Re: [bdbje] [Licensing] Open Source verses Commercial Use

* Alex Karasulu:

> Company A decides to integrate Apache Directory Server which now uses JE 
> into their product which they sell.
>
> Does the license for JE require company A to have to license JE from 
> SleepyCat?

If they don't provide source code to their product under some kind of
free software license, the answer seems to be yes.

Re: [bdbje] [Licensing] Open Source verses Commercial Use

Posted by "Alan D. Cabrera" <li...@toolazydogs.com>.
On 7/24/2005 4:40 AM, Emmanuel Lecharny wrote:

>Hi !
>
>On Sun, 2005-07-24 at 07:04 -0400, Noel J. Bergman wrote:
>  
>
>>>The Sleepycat license is that if you don't have total source
>>>(essentially GPL) then you pay Sleepycat a fee
>>>      
>>>
>>>Personally I'd recommend an approach where you have an option
>>>      
>>>
>>There is no such option.  JE is a dead end.  We do not pass along additional
>>restrictions beyond the ALv2 (which means essentially no restrictions).
>>    
>>
>
>I think that the best thing to do is validate backends without
>delivering them.
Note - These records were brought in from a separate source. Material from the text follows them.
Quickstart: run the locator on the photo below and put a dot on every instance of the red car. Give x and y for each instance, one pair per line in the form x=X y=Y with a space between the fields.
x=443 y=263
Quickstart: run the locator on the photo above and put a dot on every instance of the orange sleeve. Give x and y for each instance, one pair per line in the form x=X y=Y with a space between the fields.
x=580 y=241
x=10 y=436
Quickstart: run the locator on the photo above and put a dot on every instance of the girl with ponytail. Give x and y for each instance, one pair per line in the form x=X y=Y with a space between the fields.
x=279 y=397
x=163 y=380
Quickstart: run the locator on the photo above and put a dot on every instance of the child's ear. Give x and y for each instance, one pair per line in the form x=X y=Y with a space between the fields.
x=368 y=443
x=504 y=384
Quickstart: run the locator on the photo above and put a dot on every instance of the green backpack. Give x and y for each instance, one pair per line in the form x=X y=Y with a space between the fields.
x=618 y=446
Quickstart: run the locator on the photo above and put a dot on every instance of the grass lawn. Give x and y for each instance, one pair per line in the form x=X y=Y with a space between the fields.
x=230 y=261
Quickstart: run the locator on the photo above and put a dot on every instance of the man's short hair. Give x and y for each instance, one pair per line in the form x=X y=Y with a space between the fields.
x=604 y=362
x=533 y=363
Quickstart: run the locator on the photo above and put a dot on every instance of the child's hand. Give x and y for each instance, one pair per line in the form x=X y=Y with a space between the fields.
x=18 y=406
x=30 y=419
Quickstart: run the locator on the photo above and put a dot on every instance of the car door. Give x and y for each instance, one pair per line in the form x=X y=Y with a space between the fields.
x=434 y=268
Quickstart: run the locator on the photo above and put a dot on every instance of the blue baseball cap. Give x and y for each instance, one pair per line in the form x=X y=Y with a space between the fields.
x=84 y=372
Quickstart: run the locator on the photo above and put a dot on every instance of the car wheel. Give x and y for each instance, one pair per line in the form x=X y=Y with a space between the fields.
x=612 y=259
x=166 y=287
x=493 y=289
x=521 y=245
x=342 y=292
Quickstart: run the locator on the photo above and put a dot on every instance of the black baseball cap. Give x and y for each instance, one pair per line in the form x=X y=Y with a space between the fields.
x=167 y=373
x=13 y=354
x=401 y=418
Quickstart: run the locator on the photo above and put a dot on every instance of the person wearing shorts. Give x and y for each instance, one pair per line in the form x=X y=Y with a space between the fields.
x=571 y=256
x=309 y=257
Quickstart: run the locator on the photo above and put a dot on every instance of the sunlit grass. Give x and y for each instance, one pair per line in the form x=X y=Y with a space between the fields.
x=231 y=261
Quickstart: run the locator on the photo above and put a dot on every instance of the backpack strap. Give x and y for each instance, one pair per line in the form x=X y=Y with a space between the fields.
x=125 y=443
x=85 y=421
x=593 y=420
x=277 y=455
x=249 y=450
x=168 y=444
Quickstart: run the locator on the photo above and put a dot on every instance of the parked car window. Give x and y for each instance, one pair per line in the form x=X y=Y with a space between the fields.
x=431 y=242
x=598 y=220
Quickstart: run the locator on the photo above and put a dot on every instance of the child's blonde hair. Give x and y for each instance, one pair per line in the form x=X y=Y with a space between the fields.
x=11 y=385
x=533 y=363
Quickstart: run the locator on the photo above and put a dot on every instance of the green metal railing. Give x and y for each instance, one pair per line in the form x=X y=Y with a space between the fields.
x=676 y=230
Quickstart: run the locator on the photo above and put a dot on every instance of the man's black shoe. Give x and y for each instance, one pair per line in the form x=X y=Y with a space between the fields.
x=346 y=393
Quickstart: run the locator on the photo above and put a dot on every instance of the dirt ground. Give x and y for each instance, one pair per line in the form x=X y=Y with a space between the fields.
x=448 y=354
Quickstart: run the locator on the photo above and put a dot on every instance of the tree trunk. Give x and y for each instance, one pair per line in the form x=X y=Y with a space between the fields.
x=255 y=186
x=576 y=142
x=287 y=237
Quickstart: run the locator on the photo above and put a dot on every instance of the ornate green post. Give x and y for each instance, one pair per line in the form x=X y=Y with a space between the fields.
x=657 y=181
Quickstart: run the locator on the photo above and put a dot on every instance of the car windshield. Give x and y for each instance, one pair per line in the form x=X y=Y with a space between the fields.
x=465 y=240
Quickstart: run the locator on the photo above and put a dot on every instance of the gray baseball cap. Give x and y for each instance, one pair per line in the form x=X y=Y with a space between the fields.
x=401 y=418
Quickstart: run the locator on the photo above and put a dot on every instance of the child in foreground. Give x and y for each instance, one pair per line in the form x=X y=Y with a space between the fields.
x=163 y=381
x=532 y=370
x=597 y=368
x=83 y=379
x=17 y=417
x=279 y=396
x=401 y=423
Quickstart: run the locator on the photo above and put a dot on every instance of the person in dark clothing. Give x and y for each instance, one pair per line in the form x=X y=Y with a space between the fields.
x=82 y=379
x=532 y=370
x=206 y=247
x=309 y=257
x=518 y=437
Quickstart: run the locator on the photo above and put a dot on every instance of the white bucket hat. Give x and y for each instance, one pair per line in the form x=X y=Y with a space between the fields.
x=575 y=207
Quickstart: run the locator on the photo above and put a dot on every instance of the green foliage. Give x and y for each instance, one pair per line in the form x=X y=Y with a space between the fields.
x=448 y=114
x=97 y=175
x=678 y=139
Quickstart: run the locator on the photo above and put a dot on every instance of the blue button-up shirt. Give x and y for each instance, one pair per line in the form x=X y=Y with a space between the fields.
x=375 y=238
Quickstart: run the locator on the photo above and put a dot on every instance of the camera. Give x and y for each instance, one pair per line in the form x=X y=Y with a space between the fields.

There is no issue if you do that. Let's use JDBM as a
>kind of RI, bundled with the ApacheDS package, and let others use
>whatever they want, assuming they will donwload those backends and deal
>with IP issues by themselves.
>
>So we can work with JE, validate that ApacheDS works well with it, using
>an abstraction layer above it, avoiding licenses problem, and tell the
>community : "ApacheDS works well and is fully tested against JE, up to
>you to download JE" (or wathever DB).
>  
>
+1  Great idea.


Regards,
Alan




Re: [bdbje] [Licensing] Open Source verses Commercial Use

Posted by Emmanuel Lecharny <el...@apache.org>.
> >So we can work with JE, validate that ApacheDS works well with it, using
> >an abstraction layer above it, avoiding licenses problem, and tell the
> >community : "ApacheDS works well and is fully tested against JE, up to
> >you to download JE" (or wathever DB).
> >
> >2cts.
> >  
> >
> Funny you say this I already made that abstraction layer above it. 
> 
> Good thinking Emmanuel.
> 
> Alex

Abstract layers is a good solution to avoid real lawyers ...

Emmanuel.

> 
> ---------------------------------------------------------------------------------------
> Wanadoo vous informe que cet  e-mail a ete controle par l'anti-virus mail. 
> Aucun virus connu a ce jour par nos services n'a ete detecte.
> 
> 
> 



Re: [bdbje] [Licensing] Open Source verses Commercial Use

Posted by Alex Karasulu <ao...@bellsouth.net>.
Emmanuel Lecharny wrote:

>Hi !
>
>On Sun, 2005-07-24 at 07:04 -0400, Noel J. Bergman wrote:
>  
>
>>>The Sleepycat license is that if you don't have total source
>>>(essentially GPL) then you pay Sleepycat a fee
>>>      
>>>
>>>Personally I'd recommend an approach where you have an option
>>>      
>>>
>>There is no such option.  JE is a dead end.  We do not pass along additional
>>restrictions beyond the ALv2 (which means essentially no restrictions).
>>    
>>
>
>I think that the best thing to do is validate backends without
>delivering them. There is no issue if you do that. Let's use JDBM as a
>kind of RI, bundled with the ApacheDS package, and let others use
>whatever they want, assuming they will donwload those backends and deal
>with IP issues by themselves.
>
>So we can work with JE, validate that ApacheDS works well with it, using
>an abstraction layer above it, avoiding licenses problem, and tell the
>community : "ApacheDS works well and is fully tested against JE, up to
>you to download JE" (or wathever DB).
>
>2cts.
>  
>
Funny you say this I already made that abstraction layer above it. 

Good thinking Emmanuel.

Alex


RE: [bdbje] [Licensing] Open Source verses Commercial Use

Posted by "Noel J. Bergman" <no...@devtech.com>.
Emmanuel Lecharny wrote:
> Let's use JDBM as a kind of RI, bundled with the ApacheDS
> package, and let others use whatever they want, assuming
> they will donwload those backends and deal with IP issues
> by themselves.

+1

That's what JAMES does with the file system repositories, and we'll do the same with Derby soon.

	--- Noel


RE: [bdbje] [Licensing] Open Source verses Commercial Use

Posted by Emmanuel Lecharny <el...@apache.org>.
Hi !

On Sun, 2005-07-24 at 07:04 -0400, Noel J. Bergman wrote:
> > The Sleepycat license is that if you don't have total source
> > (essentially GPL) then you pay Sleepycat a fee
> 
> > Personally I'd recommend an approach where you have an option
> 
> There is no such option.  JE is a dead end.  We do not pass along additional
> restrictions beyond the ALv2 (which means essentially no restrictions).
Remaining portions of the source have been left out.